Stephenson had the reputation of being a very hard taskmaster, with officers being replaced before the ship was allowed to leave (and even commanding officers being dismissed on occasion). However, he was reportedly very pleasant to those who matched his standards. Although he was disliked by the trainees, who called him "The Terror of Tobermory" and "The Monkey", Stephenson was credited in producing capable sailors who were able to meet the demands of the Battle of the Atlantic. As such, Stephenson is credited with being a factor in turning the tide in favour of the Allies in that critical contest in the war.

A noted fictionalised depiction of Stephenson and his Second World War assignment is presented in Nicholas Monsarrat's novel The Cruel Sea. Stephenson was reportedly very proud of this depiction.

Over the four-and-a-half years Stephenson ran the school, 911 ships went through 1132 training courses at HMS Western Isles. He was again Mentioned in Despatches in 1940, knighted as a Knight Commander of the Order of the British Empire in the 1943 Birthday Honours, and was later given the decoration of Commander with Star of the Royal Norwegian Order of St. Olav.
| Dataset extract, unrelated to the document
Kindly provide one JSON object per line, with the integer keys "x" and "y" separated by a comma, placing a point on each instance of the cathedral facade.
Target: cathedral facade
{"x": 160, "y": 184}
He retired for the second time in 1945, with the anti-submarine battle won.

==Second retirement==
This second retirement saw Stephenson just as active as he had been previously. He was appointed Honorary Commodore of the Sea Cadet Corps in 1949, a post he held until the age of eighty in 1958, when he finally felt it necessary to step down.
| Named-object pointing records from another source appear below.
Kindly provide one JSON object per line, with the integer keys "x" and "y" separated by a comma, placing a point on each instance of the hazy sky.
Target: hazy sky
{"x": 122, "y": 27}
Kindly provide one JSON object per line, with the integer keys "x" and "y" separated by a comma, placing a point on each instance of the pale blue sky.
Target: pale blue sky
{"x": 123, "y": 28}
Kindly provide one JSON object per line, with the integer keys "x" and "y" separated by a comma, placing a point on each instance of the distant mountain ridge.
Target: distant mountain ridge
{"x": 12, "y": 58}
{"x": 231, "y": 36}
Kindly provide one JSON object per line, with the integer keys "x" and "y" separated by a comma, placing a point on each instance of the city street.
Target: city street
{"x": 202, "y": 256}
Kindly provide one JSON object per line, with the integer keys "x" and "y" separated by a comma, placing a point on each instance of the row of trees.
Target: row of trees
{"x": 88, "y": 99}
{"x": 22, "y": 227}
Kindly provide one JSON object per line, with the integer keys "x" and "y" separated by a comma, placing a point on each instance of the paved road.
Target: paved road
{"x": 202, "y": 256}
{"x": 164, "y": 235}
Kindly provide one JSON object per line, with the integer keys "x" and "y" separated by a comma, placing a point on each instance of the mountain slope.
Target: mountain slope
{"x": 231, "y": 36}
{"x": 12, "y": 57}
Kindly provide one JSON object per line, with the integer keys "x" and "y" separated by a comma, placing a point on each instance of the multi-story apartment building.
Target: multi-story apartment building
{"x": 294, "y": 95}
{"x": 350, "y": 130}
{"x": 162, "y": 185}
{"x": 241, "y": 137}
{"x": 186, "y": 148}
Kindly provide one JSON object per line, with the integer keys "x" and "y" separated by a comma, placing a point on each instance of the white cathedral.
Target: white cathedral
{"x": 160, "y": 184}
Stephenson settled in Saffron Walden, and took a strong interest in local affairs, being known locally as "The Admiral". He was appointed a Deputy Lieutenant of Essex in 1949, but resigned with 7 others in 1968. His name was listed as a sponsor of the National Fellowship in a full-page advertisement placed in The Times by the Fellowship in 1962.

Stephenson died in Saffron Walden on 27 May 1972, at the age of 94.